Chelsea vs. Bayern Munich: Bayern Boss' Slam of Didier Drogba Is Nothing New

Wes ODonnellFeatured ColumnistMay 18, 2012

LONDON, ENGLAND - MAY 13:  Didier Drogba of Chelsea applauds the fans during the Barclays Premier League match between Chelsea and Blackburn Rovers at Stamford Bridge on May 13, 2012 in London, England.  (Photo by Ian Walton/Getty Images)
Ian Walton/Getty Images

Anyone who has seen Didier Drogba play knows two things about him: One, he can score in the blink of an eye, and two, he loves to dive.

The 34-year-old Ivorian striker has been instrumental in Chelsea's return to the UEFA Champions League final, but his tremendous play has never come without a gripe or two from opposing players and/or coaches.

Thus, it is no surprise at all that Bayern Munich boss Jupp Heynckes had this to say about the Stamford Bridge legend, via Sky Sports:

Drogba, for many years, has been one of the top strikers in the Premier League and is definitely dangerous—he can score at any moment.

Sometimes he overdoes it a bit. Sometimes he's an outstanding actor on the pitch.

This is nothing new at all and comes as no surprise either. Bayern is readying to play in a Champions League final that, for the first time ever, will be a "home" game.

The German giants earned the right to play in their very own stadium, Allianz Arena, but there will be just as many tickets allotted to Chelsea fans as there will be Bayern Munich fans.

That said, you can't tell the likes of Mario Gomez, Philipp Lahm and Bastian Schweinsteiger that they aren't the home team. They know damn well that this is their stadium, and they expect their fans to make Chelsea feel as uncomfortable as possible.

Heynckes has simply given the supporters something to start with—a little nudge, per se—to tell the fans, "Hey, let Drogba know that we know he's flopping."
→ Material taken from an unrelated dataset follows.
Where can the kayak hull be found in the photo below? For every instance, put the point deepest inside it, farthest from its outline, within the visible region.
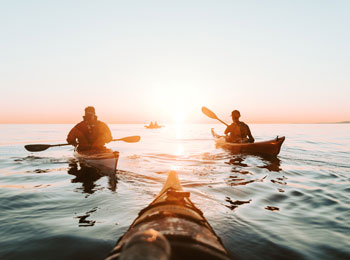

Will this have any effect on the seasoned veteran at all? No. Drogba's dealt with worse in his own home country while trying to rally a World Cup push years ago.

The Champions League final is an opportunity that doesn't come around often. The German outfit were in this game two years ago but lost to Inter, and the English power were in this game in 2008 but lost to rivals Manchester United on penalties.

This is the top competition in all of Europe, and there could be a year—or even years—where neither side even qualifies for the competition.

Heynckes is just playing his part as manager of his club, and Drogba will play his part come Saturday. Don't be surprised if that includes a few flops to put a ball in the back of the net.